The currency has crashed as much as 48% since the beginning of the year trading at an all time high of ZWL$35 to the US dollar. At the beginning of the year the local currency was trading at ZWL$20 per US dollar, closing in at ZWL$30 per US dollar at the end of February.
The turmoil comes after the government has dismally failed to boost consumer confidence. Wages have remained stagnant, with an average employee earning less than US$100 per month.
Prices of basic commodities have continued to rise, industry production is low and the drought has induced grain shortages. Market confidence in government policies continues to be subdued as the government still refuses to address human rights reforms,allegations of secret money printing and inconsistent policies.
A year after banning use of foreign currency for domestic transactions, the government has introduced a Statutory Instrument(SI) that allows certain commodities to be sold in foreign currency. These commodities include fuel, passports, hotels and fast food.
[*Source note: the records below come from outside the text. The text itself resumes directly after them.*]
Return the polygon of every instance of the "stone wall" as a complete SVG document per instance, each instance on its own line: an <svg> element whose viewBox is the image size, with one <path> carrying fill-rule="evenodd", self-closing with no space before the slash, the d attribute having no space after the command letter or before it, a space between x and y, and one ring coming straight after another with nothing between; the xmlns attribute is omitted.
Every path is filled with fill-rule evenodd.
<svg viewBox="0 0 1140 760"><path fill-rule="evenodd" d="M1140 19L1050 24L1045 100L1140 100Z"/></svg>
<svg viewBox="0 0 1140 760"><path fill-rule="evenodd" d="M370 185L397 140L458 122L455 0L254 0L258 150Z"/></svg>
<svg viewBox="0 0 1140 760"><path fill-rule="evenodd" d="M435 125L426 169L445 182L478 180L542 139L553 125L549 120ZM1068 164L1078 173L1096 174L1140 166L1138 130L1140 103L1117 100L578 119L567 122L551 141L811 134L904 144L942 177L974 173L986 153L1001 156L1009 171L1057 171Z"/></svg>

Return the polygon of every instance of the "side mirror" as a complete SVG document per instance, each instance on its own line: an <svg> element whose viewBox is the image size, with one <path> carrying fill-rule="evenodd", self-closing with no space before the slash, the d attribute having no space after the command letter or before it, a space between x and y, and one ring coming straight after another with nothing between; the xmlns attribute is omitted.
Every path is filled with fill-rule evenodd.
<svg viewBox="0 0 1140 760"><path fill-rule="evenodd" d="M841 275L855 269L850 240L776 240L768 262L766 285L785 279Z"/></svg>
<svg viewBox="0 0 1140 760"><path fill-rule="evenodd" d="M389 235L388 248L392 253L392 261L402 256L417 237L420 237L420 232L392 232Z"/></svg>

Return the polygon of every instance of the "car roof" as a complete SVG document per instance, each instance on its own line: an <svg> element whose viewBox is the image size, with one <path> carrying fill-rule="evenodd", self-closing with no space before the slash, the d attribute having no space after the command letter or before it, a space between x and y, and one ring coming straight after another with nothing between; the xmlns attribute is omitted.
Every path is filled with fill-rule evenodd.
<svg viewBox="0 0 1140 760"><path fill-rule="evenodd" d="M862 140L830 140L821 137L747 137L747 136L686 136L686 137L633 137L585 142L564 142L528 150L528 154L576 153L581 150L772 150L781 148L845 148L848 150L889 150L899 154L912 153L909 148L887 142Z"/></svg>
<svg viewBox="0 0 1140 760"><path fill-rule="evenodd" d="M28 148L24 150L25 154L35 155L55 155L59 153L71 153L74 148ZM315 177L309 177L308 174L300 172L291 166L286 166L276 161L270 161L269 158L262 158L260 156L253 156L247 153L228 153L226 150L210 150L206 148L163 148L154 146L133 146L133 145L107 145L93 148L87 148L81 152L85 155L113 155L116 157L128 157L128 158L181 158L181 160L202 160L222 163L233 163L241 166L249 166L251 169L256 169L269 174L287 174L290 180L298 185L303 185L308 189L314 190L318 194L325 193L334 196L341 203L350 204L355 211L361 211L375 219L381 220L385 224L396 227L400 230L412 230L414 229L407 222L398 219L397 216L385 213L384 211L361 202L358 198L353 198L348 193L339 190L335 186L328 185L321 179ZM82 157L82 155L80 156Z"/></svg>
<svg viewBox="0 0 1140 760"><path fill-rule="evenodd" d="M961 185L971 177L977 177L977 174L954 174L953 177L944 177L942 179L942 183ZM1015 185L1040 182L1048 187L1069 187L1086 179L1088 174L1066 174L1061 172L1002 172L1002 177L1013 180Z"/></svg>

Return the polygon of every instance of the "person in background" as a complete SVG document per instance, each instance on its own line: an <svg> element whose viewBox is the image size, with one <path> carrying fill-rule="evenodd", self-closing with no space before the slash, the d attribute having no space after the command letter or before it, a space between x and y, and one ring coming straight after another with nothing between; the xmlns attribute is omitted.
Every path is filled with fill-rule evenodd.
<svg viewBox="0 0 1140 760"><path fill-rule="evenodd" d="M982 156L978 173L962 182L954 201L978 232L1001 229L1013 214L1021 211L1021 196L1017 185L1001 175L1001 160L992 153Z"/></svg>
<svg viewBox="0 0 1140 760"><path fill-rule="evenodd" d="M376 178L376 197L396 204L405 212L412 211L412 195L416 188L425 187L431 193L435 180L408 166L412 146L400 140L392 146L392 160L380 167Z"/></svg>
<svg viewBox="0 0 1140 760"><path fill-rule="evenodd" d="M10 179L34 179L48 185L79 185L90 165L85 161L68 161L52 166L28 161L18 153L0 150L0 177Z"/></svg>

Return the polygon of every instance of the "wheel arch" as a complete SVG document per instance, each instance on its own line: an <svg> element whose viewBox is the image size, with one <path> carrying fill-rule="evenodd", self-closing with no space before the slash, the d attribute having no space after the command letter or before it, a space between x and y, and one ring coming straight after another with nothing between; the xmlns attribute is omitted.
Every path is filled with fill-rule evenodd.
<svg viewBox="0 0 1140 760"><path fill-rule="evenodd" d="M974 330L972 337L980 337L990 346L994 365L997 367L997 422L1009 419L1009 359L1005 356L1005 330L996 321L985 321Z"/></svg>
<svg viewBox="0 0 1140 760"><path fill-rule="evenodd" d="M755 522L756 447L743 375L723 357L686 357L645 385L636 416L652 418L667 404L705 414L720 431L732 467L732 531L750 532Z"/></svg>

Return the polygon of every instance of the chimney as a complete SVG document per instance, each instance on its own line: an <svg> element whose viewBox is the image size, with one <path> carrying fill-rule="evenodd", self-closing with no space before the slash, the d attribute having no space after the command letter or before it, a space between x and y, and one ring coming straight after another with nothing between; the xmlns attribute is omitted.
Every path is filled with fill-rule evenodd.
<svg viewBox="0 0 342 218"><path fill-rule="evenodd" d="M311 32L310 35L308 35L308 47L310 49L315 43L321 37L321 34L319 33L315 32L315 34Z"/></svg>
Major businesses have thus abandoned the Zimbabwe dollar as a form of exchange preferring to conduct trade in the US dollar or South African rand. “We are pleased to announce that 8 ZUVA DFI service stations that will be accepting foreign currency country wide” read a press release by fuel supplier Zuva Petroleum after obtaining the go-ahead from government.
“There is clear evidence that de-dollarisation is not working as well as the Reserve Bank of Zimbabwe claims. Chicken Inn, Chicken Slice, hotels, tollgates are being allowed to charge in foreign currency” commented publisher Zim Price Check. The dilemma however remains because consumers’ salaries are in the Zimbabwean dollar. Lobbies to have salaries pegged to the US dollar were rejected by government.